Regardless of the approach, significantly accelerating the domestic expansion of renewable energies is also crucial to ensure future price stability for Swiss consumers. The approval procedures for large-scale plants in particular must be sped up to achieve this. The more the import volume increases in the future, the greater the dependence on developments in Europe, including price developments.
However, the focus should not be placed entirely on moderating price peaks. The price level is also crucial for household electricity costs. To keep this low, as efficient and cost-effective plants as possible must be developed. It is also important for household electricity prices not to be completely static or divorced from market signals. There would otherwise be no incentives to adapt the consumption profile to the production profile of renewable energies and increase consumption efficiency. Markets, market signals and competitive tools remain the best solution for coping with the energy transition as cost-effectively as possible.

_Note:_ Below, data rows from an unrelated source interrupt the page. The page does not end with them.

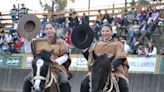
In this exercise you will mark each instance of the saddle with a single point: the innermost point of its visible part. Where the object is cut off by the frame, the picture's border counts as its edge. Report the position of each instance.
(41, 44)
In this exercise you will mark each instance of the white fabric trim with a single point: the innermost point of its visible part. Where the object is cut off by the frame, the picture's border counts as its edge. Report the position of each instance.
(62, 59)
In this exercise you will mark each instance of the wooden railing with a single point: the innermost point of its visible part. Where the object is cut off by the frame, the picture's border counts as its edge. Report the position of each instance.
(6, 18)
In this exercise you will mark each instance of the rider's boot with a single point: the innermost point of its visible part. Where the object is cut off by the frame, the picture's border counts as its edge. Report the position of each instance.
(27, 84)
(85, 85)
(65, 87)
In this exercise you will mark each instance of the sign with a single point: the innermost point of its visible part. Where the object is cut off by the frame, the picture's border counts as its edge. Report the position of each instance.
(10, 61)
(142, 64)
(79, 63)
(29, 62)
(137, 64)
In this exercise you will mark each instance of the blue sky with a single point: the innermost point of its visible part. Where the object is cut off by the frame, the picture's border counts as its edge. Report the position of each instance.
(6, 5)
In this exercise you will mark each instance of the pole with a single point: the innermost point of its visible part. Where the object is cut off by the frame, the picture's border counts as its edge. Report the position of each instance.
(125, 6)
(89, 7)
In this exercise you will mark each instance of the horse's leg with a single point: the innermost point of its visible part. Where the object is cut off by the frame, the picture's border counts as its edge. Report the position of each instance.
(65, 87)
(54, 88)
(27, 84)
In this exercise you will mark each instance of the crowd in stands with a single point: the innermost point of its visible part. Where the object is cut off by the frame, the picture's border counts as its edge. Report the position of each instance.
(138, 25)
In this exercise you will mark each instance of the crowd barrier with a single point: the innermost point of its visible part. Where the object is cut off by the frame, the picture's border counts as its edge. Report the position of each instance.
(141, 64)
(12, 80)
(145, 73)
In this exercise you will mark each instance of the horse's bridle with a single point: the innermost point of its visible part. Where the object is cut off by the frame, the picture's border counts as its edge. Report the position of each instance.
(113, 82)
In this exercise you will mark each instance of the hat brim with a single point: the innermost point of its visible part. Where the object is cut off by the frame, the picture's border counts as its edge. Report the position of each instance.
(82, 36)
(29, 26)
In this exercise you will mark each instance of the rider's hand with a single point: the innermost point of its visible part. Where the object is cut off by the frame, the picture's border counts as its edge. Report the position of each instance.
(45, 55)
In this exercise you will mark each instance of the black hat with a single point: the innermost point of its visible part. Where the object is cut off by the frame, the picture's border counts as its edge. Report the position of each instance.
(29, 26)
(82, 36)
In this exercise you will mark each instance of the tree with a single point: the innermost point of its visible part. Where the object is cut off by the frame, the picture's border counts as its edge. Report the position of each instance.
(54, 5)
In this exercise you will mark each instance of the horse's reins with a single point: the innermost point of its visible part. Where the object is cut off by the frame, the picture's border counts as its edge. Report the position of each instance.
(49, 78)
(113, 81)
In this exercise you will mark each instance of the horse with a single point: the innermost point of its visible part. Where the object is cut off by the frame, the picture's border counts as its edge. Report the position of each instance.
(102, 79)
(43, 79)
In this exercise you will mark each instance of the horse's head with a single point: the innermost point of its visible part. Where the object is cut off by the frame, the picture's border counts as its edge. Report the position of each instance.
(41, 73)
(101, 70)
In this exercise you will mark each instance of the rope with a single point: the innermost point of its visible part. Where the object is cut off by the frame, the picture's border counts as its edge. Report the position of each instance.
(51, 81)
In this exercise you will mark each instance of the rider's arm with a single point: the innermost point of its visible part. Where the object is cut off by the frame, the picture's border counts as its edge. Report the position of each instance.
(117, 62)
(85, 52)
(62, 59)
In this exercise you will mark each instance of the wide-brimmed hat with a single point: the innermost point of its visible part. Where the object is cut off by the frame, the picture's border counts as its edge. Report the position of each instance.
(82, 36)
(29, 26)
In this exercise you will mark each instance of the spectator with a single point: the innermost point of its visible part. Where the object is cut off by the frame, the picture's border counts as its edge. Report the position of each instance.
(5, 47)
(14, 13)
(63, 20)
(70, 20)
(18, 44)
(125, 45)
(85, 19)
(150, 50)
(56, 21)
(27, 46)
(162, 51)
(13, 49)
(114, 29)
(99, 18)
(107, 17)
(76, 21)
(23, 11)
(141, 49)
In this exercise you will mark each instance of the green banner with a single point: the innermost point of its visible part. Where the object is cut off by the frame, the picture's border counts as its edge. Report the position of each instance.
(10, 61)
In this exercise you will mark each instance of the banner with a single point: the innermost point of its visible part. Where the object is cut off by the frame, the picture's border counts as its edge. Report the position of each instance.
(10, 61)
(78, 63)
(137, 64)
(142, 64)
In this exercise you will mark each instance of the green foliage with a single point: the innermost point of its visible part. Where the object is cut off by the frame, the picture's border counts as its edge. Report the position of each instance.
(54, 5)
(60, 5)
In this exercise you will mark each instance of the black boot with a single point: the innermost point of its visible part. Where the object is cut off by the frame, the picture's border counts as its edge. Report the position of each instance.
(65, 87)
(27, 84)
(85, 84)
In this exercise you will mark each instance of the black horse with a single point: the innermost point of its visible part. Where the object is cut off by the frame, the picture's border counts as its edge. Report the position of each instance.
(101, 74)
(43, 79)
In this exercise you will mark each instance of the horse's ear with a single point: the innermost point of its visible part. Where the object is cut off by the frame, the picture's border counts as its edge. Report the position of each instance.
(94, 55)
(111, 58)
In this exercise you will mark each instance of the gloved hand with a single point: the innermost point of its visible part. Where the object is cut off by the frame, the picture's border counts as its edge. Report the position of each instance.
(45, 55)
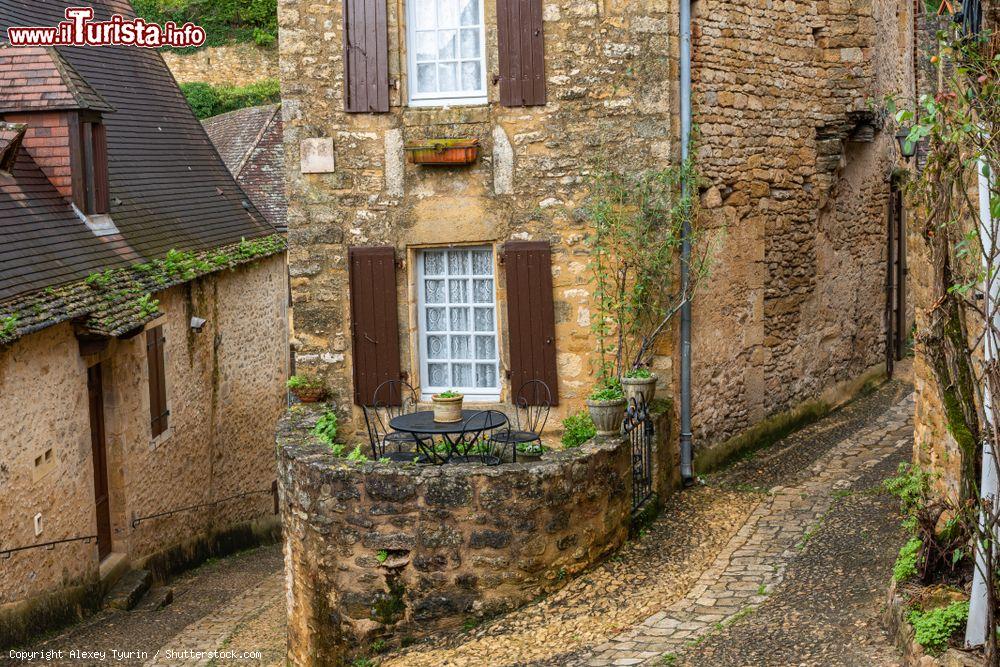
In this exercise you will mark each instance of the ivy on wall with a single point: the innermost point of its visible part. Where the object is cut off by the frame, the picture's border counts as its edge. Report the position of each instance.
(224, 21)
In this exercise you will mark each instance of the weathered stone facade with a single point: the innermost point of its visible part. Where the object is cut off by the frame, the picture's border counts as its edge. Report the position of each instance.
(382, 551)
(795, 301)
(225, 392)
(229, 65)
(796, 172)
(939, 422)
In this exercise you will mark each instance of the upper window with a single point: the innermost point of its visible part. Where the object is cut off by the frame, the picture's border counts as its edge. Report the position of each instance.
(447, 43)
(458, 329)
(93, 197)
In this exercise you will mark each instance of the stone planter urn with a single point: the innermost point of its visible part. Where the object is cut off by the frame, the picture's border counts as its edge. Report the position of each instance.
(607, 415)
(639, 389)
(447, 407)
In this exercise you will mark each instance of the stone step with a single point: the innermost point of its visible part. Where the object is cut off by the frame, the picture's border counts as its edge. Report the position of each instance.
(156, 599)
(128, 591)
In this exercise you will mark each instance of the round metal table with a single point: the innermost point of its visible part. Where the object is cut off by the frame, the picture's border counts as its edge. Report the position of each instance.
(422, 426)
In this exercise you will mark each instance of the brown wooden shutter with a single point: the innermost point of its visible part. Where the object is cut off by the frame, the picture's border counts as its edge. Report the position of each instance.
(366, 56)
(522, 53)
(531, 320)
(374, 319)
(159, 416)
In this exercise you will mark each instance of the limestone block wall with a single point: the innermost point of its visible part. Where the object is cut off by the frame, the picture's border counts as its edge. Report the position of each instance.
(229, 65)
(383, 551)
(935, 446)
(225, 392)
(608, 71)
(795, 303)
(797, 195)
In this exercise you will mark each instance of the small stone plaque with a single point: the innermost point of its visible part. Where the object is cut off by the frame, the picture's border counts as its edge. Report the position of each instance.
(317, 156)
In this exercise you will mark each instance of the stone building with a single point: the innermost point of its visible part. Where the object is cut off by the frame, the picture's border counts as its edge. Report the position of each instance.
(796, 165)
(143, 344)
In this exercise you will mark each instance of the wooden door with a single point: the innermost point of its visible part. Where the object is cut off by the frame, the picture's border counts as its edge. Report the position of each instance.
(102, 502)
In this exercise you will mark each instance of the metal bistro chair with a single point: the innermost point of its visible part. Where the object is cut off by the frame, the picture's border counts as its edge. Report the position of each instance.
(531, 414)
(391, 399)
(484, 439)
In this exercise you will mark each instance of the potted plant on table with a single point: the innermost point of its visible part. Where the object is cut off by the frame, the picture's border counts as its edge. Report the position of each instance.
(448, 407)
(640, 222)
(528, 452)
(307, 389)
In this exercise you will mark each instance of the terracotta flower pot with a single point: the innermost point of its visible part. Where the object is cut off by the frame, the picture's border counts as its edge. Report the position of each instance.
(639, 389)
(607, 415)
(447, 410)
(447, 152)
(310, 394)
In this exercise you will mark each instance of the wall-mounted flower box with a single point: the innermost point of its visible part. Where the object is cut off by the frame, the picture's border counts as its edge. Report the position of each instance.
(445, 152)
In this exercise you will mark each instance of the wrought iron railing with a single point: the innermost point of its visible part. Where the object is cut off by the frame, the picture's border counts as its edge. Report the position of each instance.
(638, 428)
(273, 490)
(7, 553)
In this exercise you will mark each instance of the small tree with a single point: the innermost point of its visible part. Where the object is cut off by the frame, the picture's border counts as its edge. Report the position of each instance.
(636, 239)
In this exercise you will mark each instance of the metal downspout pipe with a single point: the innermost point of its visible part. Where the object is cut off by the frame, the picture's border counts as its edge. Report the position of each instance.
(687, 472)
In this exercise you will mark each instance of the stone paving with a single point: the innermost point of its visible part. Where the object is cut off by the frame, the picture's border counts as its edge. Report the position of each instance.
(197, 644)
(818, 465)
(754, 562)
(777, 560)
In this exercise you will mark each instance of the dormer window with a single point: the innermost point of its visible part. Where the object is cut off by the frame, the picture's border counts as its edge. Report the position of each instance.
(92, 196)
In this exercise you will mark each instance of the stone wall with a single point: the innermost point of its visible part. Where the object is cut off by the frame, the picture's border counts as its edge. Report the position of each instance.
(935, 445)
(609, 100)
(230, 65)
(385, 551)
(225, 390)
(796, 188)
(795, 303)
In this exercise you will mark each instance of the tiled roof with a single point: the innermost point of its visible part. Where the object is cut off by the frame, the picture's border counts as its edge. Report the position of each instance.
(35, 78)
(119, 301)
(11, 135)
(250, 142)
(169, 188)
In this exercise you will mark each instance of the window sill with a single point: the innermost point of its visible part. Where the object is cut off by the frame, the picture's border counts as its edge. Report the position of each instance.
(484, 400)
(450, 102)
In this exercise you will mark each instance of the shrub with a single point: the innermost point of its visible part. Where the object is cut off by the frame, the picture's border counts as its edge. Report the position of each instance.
(326, 428)
(224, 21)
(578, 429)
(207, 100)
(608, 390)
(935, 627)
(906, 564)
(912, 486)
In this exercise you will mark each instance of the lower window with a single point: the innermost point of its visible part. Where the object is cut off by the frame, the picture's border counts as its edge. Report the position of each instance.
(458, 323)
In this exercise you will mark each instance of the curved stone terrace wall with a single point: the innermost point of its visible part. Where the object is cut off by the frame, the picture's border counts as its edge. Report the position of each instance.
(380, 551)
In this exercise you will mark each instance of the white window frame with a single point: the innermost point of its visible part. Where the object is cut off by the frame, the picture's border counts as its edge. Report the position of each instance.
(472, 394)
(453, 98)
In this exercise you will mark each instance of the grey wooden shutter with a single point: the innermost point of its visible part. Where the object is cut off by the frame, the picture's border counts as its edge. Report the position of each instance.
(522, 52)
(531, 315)
(366, 56)
(374, 320)
(159, 416)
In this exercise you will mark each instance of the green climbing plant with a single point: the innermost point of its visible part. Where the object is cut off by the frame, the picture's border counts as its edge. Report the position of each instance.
(637, 229)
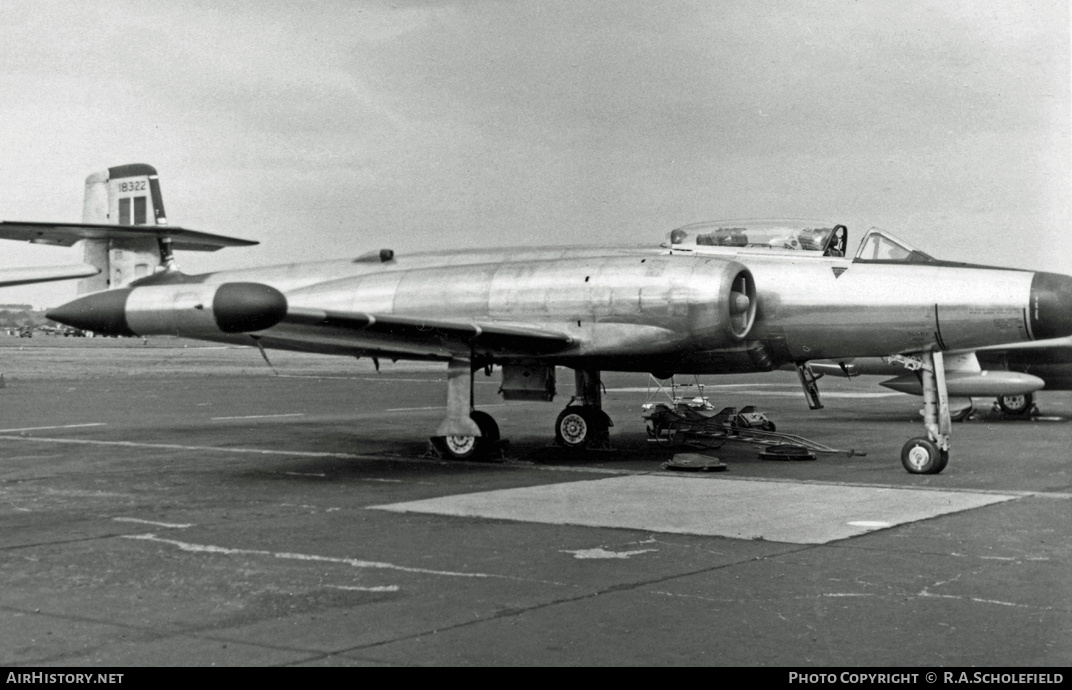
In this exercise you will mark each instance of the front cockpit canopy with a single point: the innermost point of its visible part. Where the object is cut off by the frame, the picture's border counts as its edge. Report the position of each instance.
(823, 239)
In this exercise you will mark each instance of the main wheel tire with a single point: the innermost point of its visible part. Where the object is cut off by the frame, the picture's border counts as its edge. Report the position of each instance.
(1015, 404)
(922, 456)
(488, 425)
(470, 447)
(575, 428)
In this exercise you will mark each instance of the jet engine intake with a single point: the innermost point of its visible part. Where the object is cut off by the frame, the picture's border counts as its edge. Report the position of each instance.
(723, 311)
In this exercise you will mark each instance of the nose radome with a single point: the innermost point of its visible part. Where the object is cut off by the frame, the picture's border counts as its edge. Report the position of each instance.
(104, 313)
(1051, 308)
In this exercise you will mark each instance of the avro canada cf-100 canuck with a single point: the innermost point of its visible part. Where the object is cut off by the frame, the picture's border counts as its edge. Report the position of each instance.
(716, 298)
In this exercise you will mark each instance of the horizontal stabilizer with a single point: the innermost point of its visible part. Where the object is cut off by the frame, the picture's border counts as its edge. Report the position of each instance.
(68, 234)
(509, 338)
(11, 276)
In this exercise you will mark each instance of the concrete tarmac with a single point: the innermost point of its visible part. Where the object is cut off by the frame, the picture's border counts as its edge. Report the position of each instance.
(190, 507)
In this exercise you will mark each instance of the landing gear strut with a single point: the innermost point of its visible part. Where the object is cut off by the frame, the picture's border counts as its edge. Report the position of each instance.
(584, 425)
(465, 433)
(929, 455)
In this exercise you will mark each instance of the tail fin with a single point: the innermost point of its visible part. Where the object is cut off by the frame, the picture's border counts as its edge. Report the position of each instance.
(123, 195)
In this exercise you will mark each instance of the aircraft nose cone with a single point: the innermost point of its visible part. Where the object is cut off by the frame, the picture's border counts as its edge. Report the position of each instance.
(1051, 308)
(104, 313)
(241, 308)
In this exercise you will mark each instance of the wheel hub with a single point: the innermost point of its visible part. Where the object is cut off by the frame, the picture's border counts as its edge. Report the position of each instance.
(919, 458)
(460, 445)
(574, 429)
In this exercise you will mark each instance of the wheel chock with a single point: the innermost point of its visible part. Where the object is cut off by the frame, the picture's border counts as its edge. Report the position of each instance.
(695, 462)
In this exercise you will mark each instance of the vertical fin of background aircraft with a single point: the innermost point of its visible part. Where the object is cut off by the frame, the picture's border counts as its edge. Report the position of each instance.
(122, 195)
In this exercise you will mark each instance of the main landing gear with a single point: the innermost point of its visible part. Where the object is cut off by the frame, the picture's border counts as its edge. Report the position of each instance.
(471, 434)
(465, 433)
(928, 455)
(1017, 405)
(584, 425)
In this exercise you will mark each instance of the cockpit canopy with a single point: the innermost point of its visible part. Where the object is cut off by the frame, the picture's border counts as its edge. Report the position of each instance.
(823, 239)
(879, 246)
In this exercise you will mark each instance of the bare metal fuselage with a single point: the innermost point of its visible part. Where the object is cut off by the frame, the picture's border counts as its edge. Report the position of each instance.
(634, 310)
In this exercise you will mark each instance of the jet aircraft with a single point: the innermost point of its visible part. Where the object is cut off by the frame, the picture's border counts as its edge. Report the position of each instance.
(726, 297)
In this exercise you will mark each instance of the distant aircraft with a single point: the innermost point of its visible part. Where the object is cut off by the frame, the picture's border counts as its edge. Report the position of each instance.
(1012, 374)
(717, 298)
(124, 234)
(11, 276)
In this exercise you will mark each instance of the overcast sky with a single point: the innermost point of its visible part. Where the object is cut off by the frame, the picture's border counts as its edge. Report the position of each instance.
(329, 129)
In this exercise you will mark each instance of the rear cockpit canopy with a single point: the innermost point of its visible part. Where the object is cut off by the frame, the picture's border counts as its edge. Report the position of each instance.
(879, 246)
(809, 237)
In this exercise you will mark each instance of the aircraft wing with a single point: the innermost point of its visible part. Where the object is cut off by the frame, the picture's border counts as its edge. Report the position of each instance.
(68, 234)
(410, 330)
(11, 276)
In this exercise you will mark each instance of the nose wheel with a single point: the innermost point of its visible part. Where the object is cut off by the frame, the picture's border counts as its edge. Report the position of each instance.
(470, 447)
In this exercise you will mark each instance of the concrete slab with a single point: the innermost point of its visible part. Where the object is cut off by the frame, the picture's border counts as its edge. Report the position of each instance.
(774, 511)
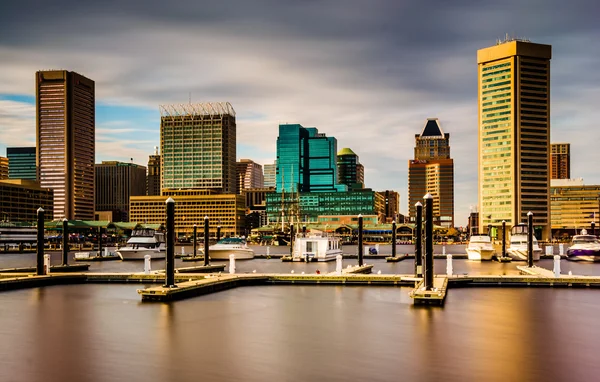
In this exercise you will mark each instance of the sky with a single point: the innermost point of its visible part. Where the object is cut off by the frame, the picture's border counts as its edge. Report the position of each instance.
(368, 72)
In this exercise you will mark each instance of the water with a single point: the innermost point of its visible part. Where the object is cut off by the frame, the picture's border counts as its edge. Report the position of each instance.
(298, 333)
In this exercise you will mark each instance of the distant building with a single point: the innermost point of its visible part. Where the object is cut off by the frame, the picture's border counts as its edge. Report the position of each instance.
(65, 109)
(514, 134)
(270, 175)
(21, 163)
(249, 175)
(197, 145)
(116, 182)
(561, 161)
(21, 199)
(350, 171)
(306, 160)
(432, 172)
(3, 168)
(153, 175)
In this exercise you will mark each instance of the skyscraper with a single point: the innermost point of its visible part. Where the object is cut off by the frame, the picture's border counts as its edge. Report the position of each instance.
(116, 182)
(561, 161)
(198, 147)
(21, 163)
(65, 104)
(350, 171)
(153, 177)
(249, 175)
(306, 160)
(432, 172)
(514, 134)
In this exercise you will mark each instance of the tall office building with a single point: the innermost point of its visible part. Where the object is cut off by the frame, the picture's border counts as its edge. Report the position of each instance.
(197, 144)
(270, 174)
(153, 176)
(116, 182)
(3, 168)
(514, 134)
(21, 163)
(561, 161)
(249, 175)
(306, 160)
(350, 171)
(65, 104)
(432, 172)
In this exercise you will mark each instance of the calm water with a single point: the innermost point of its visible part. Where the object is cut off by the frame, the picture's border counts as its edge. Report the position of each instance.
(300, 333)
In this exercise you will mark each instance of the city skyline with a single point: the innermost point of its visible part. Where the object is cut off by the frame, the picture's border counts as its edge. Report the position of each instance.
(273, 71)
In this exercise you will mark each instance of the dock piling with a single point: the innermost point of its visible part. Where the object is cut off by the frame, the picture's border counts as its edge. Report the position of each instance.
(40, 242)
(360, 240)
(170, 259)
(419, 240)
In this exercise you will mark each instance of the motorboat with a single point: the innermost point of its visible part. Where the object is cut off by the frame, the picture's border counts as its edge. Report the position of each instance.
(230, 246)
(584, 247)
(480, 247)
(518, 244)
(143, 242)
(316, 247)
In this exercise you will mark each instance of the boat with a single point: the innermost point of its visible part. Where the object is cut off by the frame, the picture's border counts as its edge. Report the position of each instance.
(584, 247)
(230, 246)
(143, 242)
(316, 247)
(480, 248)
(518, 244)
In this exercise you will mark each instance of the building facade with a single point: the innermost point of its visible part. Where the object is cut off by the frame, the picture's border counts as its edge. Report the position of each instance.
(561, 161)
(21, 163)
(153, 175)
(198, 147)
(514, 134)
(432, 172)
(350, 171)
(65, 120)
(306, 160)
(116, 182)
(21, 199)
(191, 206)
(249, 175)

Axpo sold or is selling its electricity production to interested suppliers and major consumers via long-term contracts. Suppliers that had concluded long-term contracts with Axpo in the past received low-cost electricity from Axpo despite the sharp rise in wholesale prices and were able to keep procurement costs correspondingly low. Axpo had largely hedged the price of the remaining Swiss electricity production via the electricity exchanges. Since the hedging took place at the low price level before the crisis, Axpo was unable to implement high wholesale prices and thus profits for this electricity. As a result of the hedging, the associated counterparties – and thus indirectly other consumers – benefited from low-cost electricity.
Specifically, during the first half of the current financial year, Axpo sold its electricity from Swiss power plants at an average of 8 centimes per kWh due to the hedging three years ago and was only able to slightly benefit from the higher electricity prices in this area (see communication of half-year results).
The subsidiary CKW, which supplies tied end consumers, communicated its electricity tariffs for 2024 on 21 August. The costs for the grid and energy were kept stable compared to the previous year owing to its own power plants and slightly lower procurement costs. A slight cost increase for consumers results from Swissgrid’s higher tariffs for the transmission grid and the winter reserve created by the federal government.